Dostlarla sofrada geçen zaman, Allah huzurunda hesabı verilmeyecek ömrün bir parçasıdır.
Ca’fer el-Firyâbî hazretleri hadis âlimidir. 207 (m. 822) yılında İran’da Firyâb kasabasında doğdu. Bağdat’a giderek birçok âlimden ilim tahsil etti, hadis-i şerif öğrendi. Çok talebe yetiştirdi. Abdullah ibn-i Mübârek de bunlardandır. Ca’fer el-Firyâbî 301 (m. 913) senesinde Bağdat’ta vefat etti. Naklettiği hadis-i şeriflerden bazıları:
“Fasık methedildiği zaman, Rabbimiz gadaba gelir.” “Peygamberler, kabirlerinde diri olup namaz kılarlar.” “Hasta ziyaretine tekrar tekrar gidin. Fakat bunu dört gün ara ile yapın.” “Her hâllerinde Allahü teâlâya şükredenler ilk defa cennete girecek ve en önce haşr olacak kafiledirler.” “Her kim bildiği ile amel ederse, Hak teâlâ ona bilmediği ilimleri verir.” “Her kim hasta iken ve seferde iken ibadetini yaparsa, Allahü teâlâ ona sanki sağlam veya mukim iken yapmış olduğu ibadet gibi sevap verir.”
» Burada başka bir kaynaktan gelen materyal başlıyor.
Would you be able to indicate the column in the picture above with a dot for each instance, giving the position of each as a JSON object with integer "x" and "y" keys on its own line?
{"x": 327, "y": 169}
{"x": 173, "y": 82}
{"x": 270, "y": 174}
Şöyle anlatılır: “Bir gün Firyâbî hazretleri Basra’da Ubeydullah bin Muaz’ın meclisinden dönüyordu. Yolda bir mecnun genç gördü. Halk etrafında toplanmıştı. Oradaki halk kendisinden, bu gencin kulağına ezan okumasını istediler. Ca’fer bin Muhammed onların isteğini kabul ederek, o mecnun gencin kulağına ezan okumaya başladı. Tam “Eşhedü enne Muhammeden Resûlullah” dediği sırada, mecnun gençte bir değişiklik oldu. O gencin şuursuzca yaptığı hareketler kayboldu. Genç bir süre sonra tamamen iyileşti.”
Yine şöyle anlatılır: “Biri Firyâbî hazretlerine gelerek şöyle dedi: “Akrabalarımla bir ihtilafım var, ben bundan vazgeçeceğim. Fakat bunu benim zilletime sayacaklarından korkuyorum.” Bunun üzerine Ca’fer bin Muhammed “Zillet sahibi sen değil, zalim olan kimsedir” buyurdu.
Firyâbî hazretleri, gece vakti mezarlığa uğrar, onlara selam verir ve: “Size ne oluyor ki, sözlerime cevap vermiyorsunuz?” der. Sonra da kendi kendine: “Vallahi, onlarla cevap vermeleri arasında büyük engel vardır. Ben de yakında onlar gibi olacağım” derdi. Bunun üzerine sabaha kadar orada namaz kılardı.
Firyâbî hazretleri buyurdu ki: “Dostlarınızla sofraya oturduğunuzda, oturmayı uzatın. Çünkü bu sofra başı, Allah huzurunda hesabını vermeyeceğiniz ömrümüzün bir parçasıdır.”
“Ben, bir daha bana ihtiyaç arz etmezler korkusu ile, düşmanlarımın bile ihtiyaçlarını gidermeye, bütün imkânlarımla gayret ederim.”